"Well," said Mrs. Tristram with a more triumphant bravery, "I don't
believe you would have been happy."
Newman gave a little laugh. "Say I should have been miserable, then;
it's a misery I should have preferred to any happiness."
Mrs. Tristram began to muse. "I should have been curious to see; it
would have been very strange."
"Was it from curiosity that you urged me to try and marry her?"
"A little," said Mrs. Tristram, growing still more audacious. Newman
gave her the one angry look he had been destined ever to give her,
turned away and took up his hat. She watched him a moment, and then
she said, "That sounds very cruel, but it is less so than it sounds.
Curiosity has a share in almost everything I do. I wanted very much to
see, first, whether such a marriage could actually take place; second,
what would happen if it should take place."
"So you didn't believe," said Newman, resentfully.
"Yes, I believed--I believed that it would take place, and that you
would be happy. Otherwise I should have been, among my speculations,
a very heartless creature. BUT," she continued, laying her hand upon
Newman's arm and hazarding a grave smile, "it was the highest flight
ever taken by a tolerably bold imagination!"

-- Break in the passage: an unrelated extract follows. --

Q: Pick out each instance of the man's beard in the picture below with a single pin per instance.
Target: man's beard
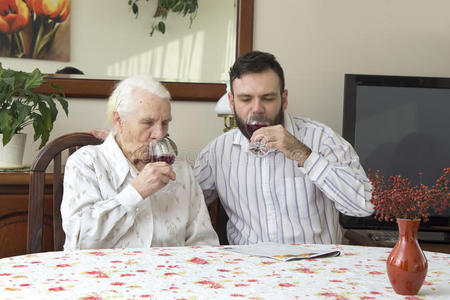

Shortly after this she recommended him to leave Paris and travel for
three months. Change of scene would do him good, and he would forget his
misfortune sooner in absence from the objects which had witnessed it. "I
really feel," Newman rejoined, "as if to leave YOU, at least, would do
me good--and cost me very little effort. You are growing cynical, you
shock me and pain me."
"Very good," said Mrs. Tristram, good-naturedly or cynically, as may be
thought most probable. "I shall certainly see you again."
Newman was very willing to get away from Paris; the brilliant streets he
had walked through in his happier hours, and which then seemed to wear
a higher brilliancy in honor of his happiness, appeared now to be in
the secret of his defeat and to look down upon it in shining mockery. He
would go somewhere; he cared little where; and he made his preparations.
Then, one morning, at haphazard, he drove to the train that would
transport him to Boulogne and dispatch him thence to the shores of
Britain. As he rolled along in the train he asked himself what had
become of his revenge, and he was able to say that it was provisionally
pigeon-holed in a very safe place; it would keep till called for.